According to Politico, McConnell attempted to add the amendment by unanimous consent, but Senator Joe Lieberman, I-Conn., a champion of the repeal measure, objected. Lieberman’s objection effectively blocked the amendment from being considered.

The president was greeted with a roar of cheers and applause after he was introduced by Vice President Joe Biden at 9:13 a.m. Eastern time Wednesday. As the president greeted many special guests on stage with him, the crowded began to chant, “Yes, we can,” a prominent slogan of Obama’s 2008 presidential campaign. When the president reached the podium, he smiled and called back, “Yes, we did.”

“I am just overwhelmed,” said President Obama, beginning his prepared remarks. “This is a very good day, and I want to thank all of you, especially the people on this stage.”

He then told a story about a soldier who fought in the Battle of the Bulge in the Belgian mountains against the Germans in World War II. The soldier, Andy Lee, who put his own life in peril in order to scale a ravine and rescue a fellow soldier, Lloyd Corwin. Forty years later, Lee let Corwin know he was gay.

“He had no idea,” said President Obama of Corwin, “and didn’t much care. Lloyd knew what mattered. He knew what kept him alive.”

Obama also told the story of a young female servicemember who gave him a hug on a receiving line in Afghanistan several weeks ago, when the president made a visit to the troops. The woman whispered in his ear, “’Get ‘don’t ask, don’t tell’ done,’” said the president. “And I said to her, ‘I promise you I will.’”

With the signing of the bill today, President Obama has also fulfilled a long-standing promise to the LGBT community overall, a feat that is prompting widespread praise, even from gay Republicans.

“He made this a priority,” said R. Clarke Cooper, executive director of the Log Cabin Republicans group, who a front row seat during Wednesday’s ceremony. “He was sincere and correct about making this a priority.”

As Obama shook hands with guests on the front row, Cooper said he told the president, “You said get me those [Republican] votes and I got more than you needed.”

In a critical procedural vote to force the repeal measure to the floor in the Senate on Saturday, six Republicans joined Democrats and Independents to provide more than the 60 votes necessary to break the Republican-led filibuster.

Cooper said the ceremony was a “very emotional” one in the auditorium and that “there were definitely many tears of joy” in his eyes and in the eyes of other former servicemembers discharged under the DADT policy during the past 17 years.

The president acknowledged the tenacious work of numerous individuals during Wednesday’s ceremony, including House Speaker Nancy Pelosi, House Majority Whip Steny Hoyer, Senate Majority Leader Harry Reid, Republican Sen. Susan Collins, and the bill’s sponsor, Rep. Patrick Murphy.

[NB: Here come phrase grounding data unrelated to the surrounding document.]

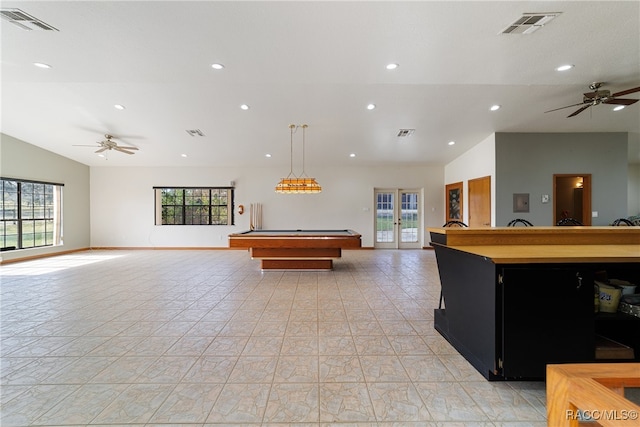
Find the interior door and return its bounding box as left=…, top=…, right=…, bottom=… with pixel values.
left=468, top=176, right=491, bottom=227
left=553, top=174, right=592, bottom=225
left=374, top=189, right=421, bottom=249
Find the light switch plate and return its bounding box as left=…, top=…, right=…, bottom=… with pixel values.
left=541, top=194, right=549, bottom=203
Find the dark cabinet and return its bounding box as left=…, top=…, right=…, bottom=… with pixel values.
left=500, top=267, right=595, bottom=378
left=432, top=240, right=639, bottom=380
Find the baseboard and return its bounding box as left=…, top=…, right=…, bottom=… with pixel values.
left=89, top=246, right=235, bottom=250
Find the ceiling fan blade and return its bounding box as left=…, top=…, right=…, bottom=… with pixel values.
left=567, top=104, right=591, bottom=117
left=612, top=86, right=640, bottom=97
left=114, top=147, right=135, bottom=155
left=544, top=102, right=588, bottom=113
left=603, top=98, right=639, bottom=106
left=73, top=144, right=101, bottom=147
left=95, top=147, right=108, bottom=153
left=115, top=146, right=138, bottom=150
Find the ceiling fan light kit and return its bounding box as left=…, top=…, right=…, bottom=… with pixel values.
left=545, top=82, right=640, bottom=117
left=73, top=134, right=139, bottom=155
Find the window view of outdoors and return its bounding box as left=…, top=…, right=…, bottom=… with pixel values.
left=1, top=179, right=60, bottom=250
left=158, top=187, right=232, bottom=225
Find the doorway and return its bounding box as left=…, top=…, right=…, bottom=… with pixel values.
left=468, top=176, right=491, bottom=227
left=374, top=188, right=422, bottom=249
left=553, top=174, right=592, bottom=225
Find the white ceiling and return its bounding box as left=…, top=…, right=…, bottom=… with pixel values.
left=2, top=1, right=639, bottom=168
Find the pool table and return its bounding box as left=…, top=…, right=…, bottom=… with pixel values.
left=228, top=229, right=361, bottom=270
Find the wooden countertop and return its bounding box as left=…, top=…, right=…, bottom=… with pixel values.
left=441, top=244, right=640, bottom=264
left=428, top=226, right=640, bottom=246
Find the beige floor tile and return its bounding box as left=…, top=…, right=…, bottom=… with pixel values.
left=359, top=355, right=410, bottom=382
left=0, top=249, right=552, bottom=426
left=136, top=355, right=197, bottom=383
left=207, top=382, right=270, bottom=423
left=415, top=381, right=490, bottom=421
left=34, top=384, right=127, bottom=425
left=461, top=382, right=545, bottom=421
left=319, top=355, right=364, bottom=382
left=89, top=356, right=157, bottom=383
left=398, top=355, right=457, bottom=382
left=367, top=382, right=431, bottom=422
left=181, top=355, right=237, bottom=383
left=242, top=335, right=285, bottom=356
left=274, top=355, right=319, bottom=383
left=149, top=383, right=223, bottom=423
left=264, top=383, right=320, bottom=423
left=228, top=355, right=278, bottom=383
left=92, top=383, right=175, bottom=424
left=318, top=335, right=357, bottom=355
left=1, top=384, right=78, bottom=427
left=319, top=382, right=376, bottom=422
left=353, top=335, right=395, bottom=355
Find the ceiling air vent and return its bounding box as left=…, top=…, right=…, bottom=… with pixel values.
left=1, top=8, right=59, bottom=31
left=397, top=129, right=415, bottom=138
left=186, top=129, right=205, bottom=137
left=501, top=12, right=560, bottom=34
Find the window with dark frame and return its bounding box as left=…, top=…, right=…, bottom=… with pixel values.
left=1, top=178, right=63, bottom=250
left=155, top=187, right=234, bottom=225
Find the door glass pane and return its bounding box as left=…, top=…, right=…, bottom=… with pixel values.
left=376, top=192, right=395, bottom=243
left=400, top=192, right=419, bottom=243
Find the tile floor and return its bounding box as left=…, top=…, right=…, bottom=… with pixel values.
left=0, top=249, right=549, bottom=426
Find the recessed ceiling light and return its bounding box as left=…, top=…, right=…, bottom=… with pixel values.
left=240, top=104, right=250, bottom=110
left=114, top=104, right=125, bottom=110
left=181, top=154, right=188, bottom=158
left=367, top=104, right=376, bottom=110
left=211, top=63, right=225, bottom=70
left=33, top=62, right=51, bottom=69
left=265, top=154, right=272, bottom=158
left=556, top=64, right=574, bottom=71
left=386, top=63, right=399, bottom=70
left=349, top=153, right=356, bottom=158
left=490, top=104, right=501, bottom=111
left=613, top=105, right=625, bottom=111
left=448, top=141, right=456, bottom=146
left=97, top=154, right=105, bottom=158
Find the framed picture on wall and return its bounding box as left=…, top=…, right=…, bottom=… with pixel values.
left=445, top=182, right=463, bottom=222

NBC News Washington Bureau Chief Mark Whitaker, speaking on MSNBC shortly before the ceremony, said it was House Majority Whip Hoyer whose idea it was to take DADT repeal language out of the annual defense authorization bill — which was being filibustered by McConnell, Sen.  John McCain, R-Ariz., and most Republicans — and put it into a special standalone bill in the House last week.

The House passed that bill on Dec. 15 on a 250-175 vote and sent it immediately to the Senate, which approved it Dec. 18 on a 65 to 31 vote.

The president also singled out Rep. Barney Frank, D-Mass., in the front of the auditorium, for having “kept up the fight” in the House.

Speaking to MSNBC’s Lawrence O’Donnell Tuesday night, Frank characterized the congressional vote to repeal DADT as being “comparable to the 1964 Civil Rights Act.”

“It is an enormous move forward,” said Frank. Frank said he was moved by a special ceremony held on Capitol Hill on Tuesday by House Speaker Pelosi and Majority Whip Hoyer to sign the enrollment document for the bill to be sent to the president. The hundreds of people in attendance saying “God Bless America.”

“It was a very moving moment,” said Frank.

Also on stage for Wednesday’s ceremony was Joint Chiefs of Staff Chairman Admiral Mike Mullen and Staff Sgt. Eric Alva, an openly gay Marine from San Antonio who was the first servicemember wounded in the Iraq War.

The president used 15 pens to sign the legislation into law. It was not immediately known to whom those pens will be given.